The Phantom of 42nd Street (1945)
(A drama critic reluctantly investigates a murder — not to be confused with the 1933 musical “42nd Street” or “The Phantom of the Opera,” 1925, 1943 or 2004! Some of them may be better movies, but I don’t think they have prominent journalist characters.)
The Story of G.I. Joe (1945)
The story is based on the kind of reporting that won war correspondent Ernie Pyle a Pulitzer Prize. He is played here by Burgess Meredith, covering young soldiers and their young lieutenant, Robert Mitchum, from Tunisia to Italy. For more on the real Ernie Pyle, see his legacy page at Indiana University. The film is posted on YouTube frequently, then taken down for copyright violation and posted again by someone else. However, both the 1945 film and the similarly titled PBS documentary “G.I. Joe: The Ernie Pyle Story” (1999) are both available on DVD. The Turner Classic Movies website has a The Story of G.I. Joe trailer and clips.
State Fair (1945)
The reporter is the one romancing the farmer’s daughter on the amusement park airplane ride toward the end of this YouTube clip, while the her brother serenades a red-haired showgirl on the dance floor. The reporter (Dana Andrews) doesn’t do much singing, but his side of the story does get more of the plot in this version than in the 1962 remake, where the farmer’s son’s romance took top billing.
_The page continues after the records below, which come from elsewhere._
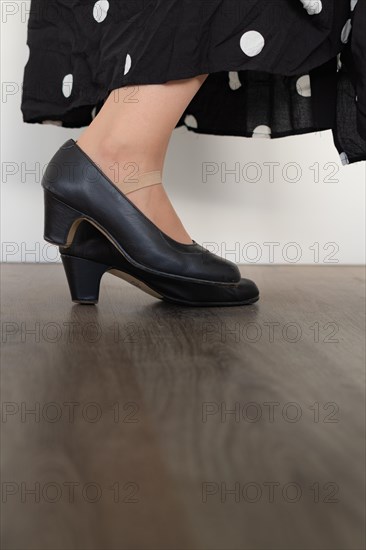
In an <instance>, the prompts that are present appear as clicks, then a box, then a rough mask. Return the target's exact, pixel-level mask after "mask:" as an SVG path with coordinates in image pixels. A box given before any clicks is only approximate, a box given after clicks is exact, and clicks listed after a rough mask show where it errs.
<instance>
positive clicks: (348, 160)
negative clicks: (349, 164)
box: [339, 152, 349, 166]
mask: <svg viewBox="0 0 366 550" xmlns="http://www.w3.org/2000/svg"><path fill="white" fill-rule="evenodd" d="M339 158H340V159H341V162H342V164H343V166H344V165H345V164H349V160H348V157H347V154H346V153H344V152H343V153H341V154H340V155H339Z"/></svg>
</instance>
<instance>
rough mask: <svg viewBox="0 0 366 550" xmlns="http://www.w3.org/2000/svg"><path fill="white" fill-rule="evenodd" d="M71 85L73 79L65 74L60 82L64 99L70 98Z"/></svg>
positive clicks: (67, 74)
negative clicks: (62, 78)
mask: <svg viewBox="0 0 366 550" xmlns="http://www.w3.org/2000/svg"><path fill="white" fill-rule="evenodd" d="M73 84H74V77H73V76H72V74H67V75H66V76H65V77H64V79H63V81H62V93H63V94H64V96H65V97H70V96H71V92H72V87H73Z"/></svg>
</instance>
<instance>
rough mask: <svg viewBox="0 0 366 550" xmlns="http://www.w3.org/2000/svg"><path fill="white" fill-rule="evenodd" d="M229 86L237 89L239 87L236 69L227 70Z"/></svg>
mask: <svg viewBox="0 0 366 550" xmlns="http://www.w3.org/2000/svg"><path fill="white" fill-rule="evenodd" d="M229 86H230V88H231V89H232V90H238V89H239V88H240V87H241V82H240V80H239V74H238V73H237V72H236V71H229Z"/></svg>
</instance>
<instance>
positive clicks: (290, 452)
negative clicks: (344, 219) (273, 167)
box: [1, 264, 365, 550]
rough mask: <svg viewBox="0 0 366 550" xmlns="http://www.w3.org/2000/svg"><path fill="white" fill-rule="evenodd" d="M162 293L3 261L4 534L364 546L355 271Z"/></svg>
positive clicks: (73, 546) (3, 500)
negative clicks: (71, 291) (76, 279)
mask: <svg viewBox="0 0 366 550" xmlns="http://www.w3.org/2000/svg"><path fill="white" fill-rule="evenodd" d="M242 272H243V275H246V276H248V277H250V278H253V279H254V280H255V281H256V282H257V284H258V286H259V288H260V291H261V298H260V301H259V302H257V303H256V304H254V305H251V306H242V307H237V308H206V309H200V308H198V309H195V308H184V307H179V306H174V305H169V304H165V303H163V302H161V301H159V300H156V299H154V298H152V297H151V296H149V295H147V294H145V293H143V292H142V291H140V290H139V289H137V288H135V287H133V286H131V285H129V284H128V283H126V282H124V281H122V280H120V279H118V278H117V277H113V276H112V275H109V274H107V275H105V276H104V278H103V280H102V287H101V296H100V302H99V304H98V305H97V306H82V305H77V304H73V303H72V302H71V300H70V297H69V294H68V288H67V286H66V279H65V276H64V272H63V268H62V266H61V265H59V264H53V265H37V264H34V265H33V264H31V265H30V264H28V265H24V264H22V265H20V264H7V265H3V266H2V308H3V314H2V377H1V381H2V424H1V427H2V444H3V445H2V461H3V472H2V501H3V504H2V527H3V535H2V537H3V540H2V548H3V549H4V550H5V549H6V550H10V549H14V550H25V549H27V550H28V549H34V550H56V549H57V550H81V549H83V550H89V549H90V550H92V549H93V550H94V549H95V550H112V549H113V550H117V549H118V550H124V549H128V550H132V549H138V550H152V549H154V550H161V549H170V550H233V549H235V550H239V549H240V550H242V549H243V550H246V549H248V550H249V549H250V550H287V549H288V550H290V549H291V550H315V549H316V550H320V549H322V550H358V549H361V548H364V546H365V539H364V526H365V524H364V514H365V508H364V505H365V501H364V491H363V486H364V481H365V479H364V471H365V470H364V459H365V454H364V435H365V432H364V428H365V414H364V413H365V409H364V404H365V381H364V374H365V370H364V360H365V347H364V344H365V340H364V328H365V327H364V307H365V306H364V293H365V283H364V270H363V269H362V268H357V267H334V266H316V267H300V266H284V267H272V266H271V267H260V266H250V267H246V268H244V267H243V268H242Z"/></svg>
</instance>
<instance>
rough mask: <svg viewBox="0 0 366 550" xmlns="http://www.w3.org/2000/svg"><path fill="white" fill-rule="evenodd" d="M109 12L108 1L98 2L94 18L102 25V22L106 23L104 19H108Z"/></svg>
mask: <svg viewBox="0 0 366 550" xmlns="http://www.w3.org/2000/svg"><path fill="white" fill-rule="evenodd" d="M108 10H109V2H108V0H98V2H96V3H95V4H94V9H93V17H94V19H95V20H96V22H97V23H102V21H104V19H105V18H106V17H107V13H108Z"/></svg>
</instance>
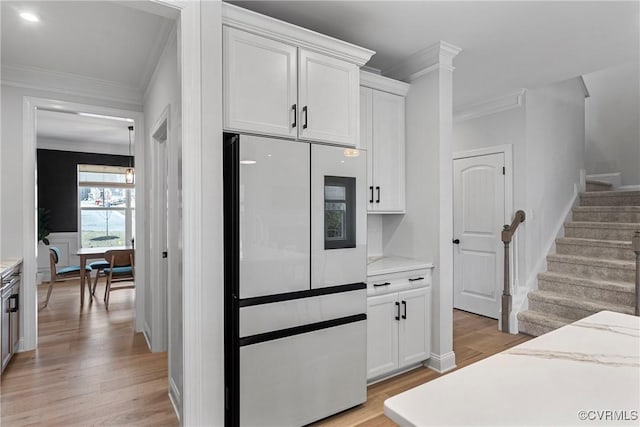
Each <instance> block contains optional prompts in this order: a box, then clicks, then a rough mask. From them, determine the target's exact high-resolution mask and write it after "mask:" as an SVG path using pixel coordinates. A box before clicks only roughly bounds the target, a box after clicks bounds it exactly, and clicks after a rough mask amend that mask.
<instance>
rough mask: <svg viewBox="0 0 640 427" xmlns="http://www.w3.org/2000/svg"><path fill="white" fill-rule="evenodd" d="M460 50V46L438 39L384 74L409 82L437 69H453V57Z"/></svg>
mask: <svg viewBox="0 0 640 427" xmlns="http://www.w3.org/2000/svg"><path fill="white" fill-rule="evenodd" d="M461 51H462V49H461V48H459V47H457V46H454V45H452V44H451V43H447V42H445V41H442V40H440V41H439V42H438V43H435V44H433V45H431V46H429V47H427V48H425V49H422V50H421V51H418V52H416V53H414V54H413V55H411V56H409V57H408V58H406V59H404V60H402V61H401V62H400V63H398V64H396V65H395V66H393V67H391V68H390V69H388V70H386V71H385V72H384V74H385V75H386V76H388V77H391V78H394V79H396V80H402V81H405V82H411V81H413V80H415V79H417V78H419V77H422V76H424V75H425V74H428V73H430V72H431V71H434V70H437V69H444V70H447V71H453V70H454V69H455V68H454V67H453V58H455V57H456V56H457V55H458V54H459V53H460V52H461Z"/></svg>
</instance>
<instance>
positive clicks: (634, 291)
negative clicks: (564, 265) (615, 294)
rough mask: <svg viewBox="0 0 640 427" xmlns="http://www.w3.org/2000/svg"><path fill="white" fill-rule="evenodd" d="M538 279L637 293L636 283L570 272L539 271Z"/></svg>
mask: <svg viewBox="0 0 640 427" xmlns="http://www.w3.org/2000/svg"><path fill="white" fill-rule="evenodd" d="M538 279H540V280H547V281H549V282H565V283H571V284H574V285H578V286H585V287H590V288H602V289H609V290H612V291H616V292H624V293H629V294H635V284H634V283H629V282H616V281H614V280H599V279H585V278H584V277H576V276H572V275H570V274H562V273H554V272H551V271H546V272H544V273H538Z"/></svg>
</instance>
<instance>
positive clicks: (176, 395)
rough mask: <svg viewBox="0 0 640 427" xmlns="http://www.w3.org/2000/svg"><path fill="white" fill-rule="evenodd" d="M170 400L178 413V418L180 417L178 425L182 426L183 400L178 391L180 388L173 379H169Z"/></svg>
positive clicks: (171, 404) (176, 412)
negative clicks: (179, 387)
mask: <svg viewBox="0 0 640 427" xmlns="http://www.w3.org/2000/svg"><path fill="white" fill-rule="evenodd" d="M169 400H170V401H171V405H172V406H173V410H174V411H175V413H176V417H178V425H181V424H182V423H181V421H180V420H181V418H182V417H181V415H182V414H181V413H180V408H182V400H181V397H180V390H178V386H176V383H175V381H173V378H171V377H169Z"/></svg>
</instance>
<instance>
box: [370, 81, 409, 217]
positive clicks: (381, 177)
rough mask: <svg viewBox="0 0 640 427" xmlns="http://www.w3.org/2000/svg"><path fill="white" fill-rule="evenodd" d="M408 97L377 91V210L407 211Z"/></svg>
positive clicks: (376, 180)
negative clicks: (406, 147)
mask: <svg viewBox="0 0 640 427" xmlns="http://www.w3.org/2000/svg"><path fill="white" fill-rule="evenodd" d="M404 117H405V103H404V97H403V96H400V95H394V94H391V93H387V92H381V91H378V90H374V91H373V120H372V124H373V150H372V157H373V186H374V199H373V200H374V202H373V205H372V206H373V207H372V211H374V212H397V213H402V212H404V211H405V157H404V156H405V154H404V147H405V121H404Z"/></svg>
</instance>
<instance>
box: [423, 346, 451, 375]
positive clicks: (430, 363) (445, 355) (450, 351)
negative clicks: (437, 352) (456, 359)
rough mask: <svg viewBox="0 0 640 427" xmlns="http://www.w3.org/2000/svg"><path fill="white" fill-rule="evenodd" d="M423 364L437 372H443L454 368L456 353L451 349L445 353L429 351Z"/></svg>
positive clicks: (439, 372) (445, 371)
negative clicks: (429, 352) (428, 354)
mask: <svg viewBox="0 0 640 427" xmlns="http://www.w3.org/2000/svg"><path fill="white" fill-rule="evenodd" d="M425 366H426V367H427V368H429V369H431V370H434V371H436V372H437V373H439V374H444V373H445V372H449V371H451V370H453V369H455V368H456V354H455V353H454V352H453V351H450V352H449V353H445V354H434V353H431V357H430V358H429V360H427V362H426V363H425Z"/></svg>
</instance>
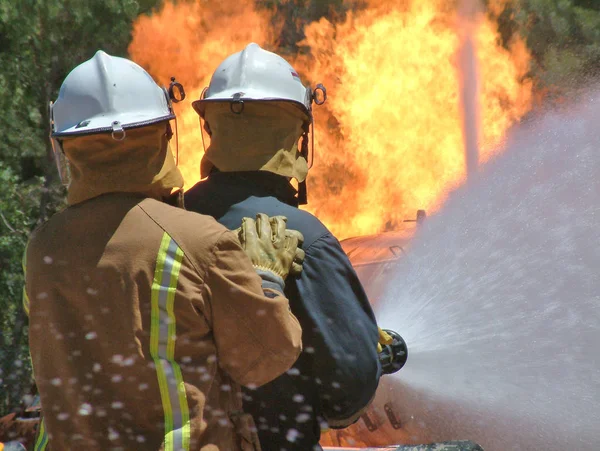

The reporter was even more of the story in the 1932 novel, its 1933 (non-singing) original film adaptation, and the radio versions of both the musical and non-musical stories.
Note: Unfortunately, some of the people who upload out-of-copyright films to YouTube also upload films that get challenged by rights-owners, which gets the uploader’s YouTube account blocked for all films. If a film you want to see no longer plays here, go to YouTube and search for its title. You may be surprised.